= Norman Bethune Sanson =

Norman Bethune Sanson (1862–1949) was the curator of the Banff Park Museum in Banff, Alberta from 1896 to 1932. Sanson traveled extensively through Banff, Yoho and Kootenay National Parks to collect specimens for the museum, and continued to volunteer for the museum for fifteen years after his retirement.

Sanson was born in Toronto in 1862, the son of a clergyman. He traveled to the Canadian West with the Queen's Own Rifles, who were involved in the suppression of the North-West Rebellion of 1885. Finding employment as a bookkeeper at the Mount Brett sanatorium he became acquainted with a Mr.
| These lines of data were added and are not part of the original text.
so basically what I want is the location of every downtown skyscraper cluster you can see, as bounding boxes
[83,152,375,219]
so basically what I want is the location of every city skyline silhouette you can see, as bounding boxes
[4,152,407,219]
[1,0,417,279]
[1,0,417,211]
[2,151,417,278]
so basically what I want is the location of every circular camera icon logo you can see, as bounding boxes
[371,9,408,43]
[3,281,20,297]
McLeod who was curator of the museum and the park meteorologist. Sanson took over McLeod's work on McLeod's death in 1896. In addition to his work at the Park Museum, he was a zookeeper at the Banff Zoo, established in 1905 on the grounds behind the Museum.

In 1931 Sanson accompanied the King and Queen of Siam to the top of Sulphur Mountain. He accompanied King George VI to the top of Tunnel Mountain in 1939. Sanson remained active in the Banff community after his retirement, organizing snowshoeing expeditions and traveling extensively in North America and Europe, hiking in Britain and Europe.

Sanson was in charge of the weather station on Sanson Peak, built there at his suggestion in 1903. The peak was named in his honor in 1948. Sanson made more than 1000 trips to the peak in his capacity as park meteorologist until 1945, when he was 84 years old. Sanson's reports were published in the Banff newspaper under the pseudonym "Seer Altitudinous."

Sanson was a member of the Alpine Club of Canada and was the first president of the Skyline Hikers of the Canadian Rockies. He was active with St. George's Anglican Church in Banff and supported the Canadian Bible Society.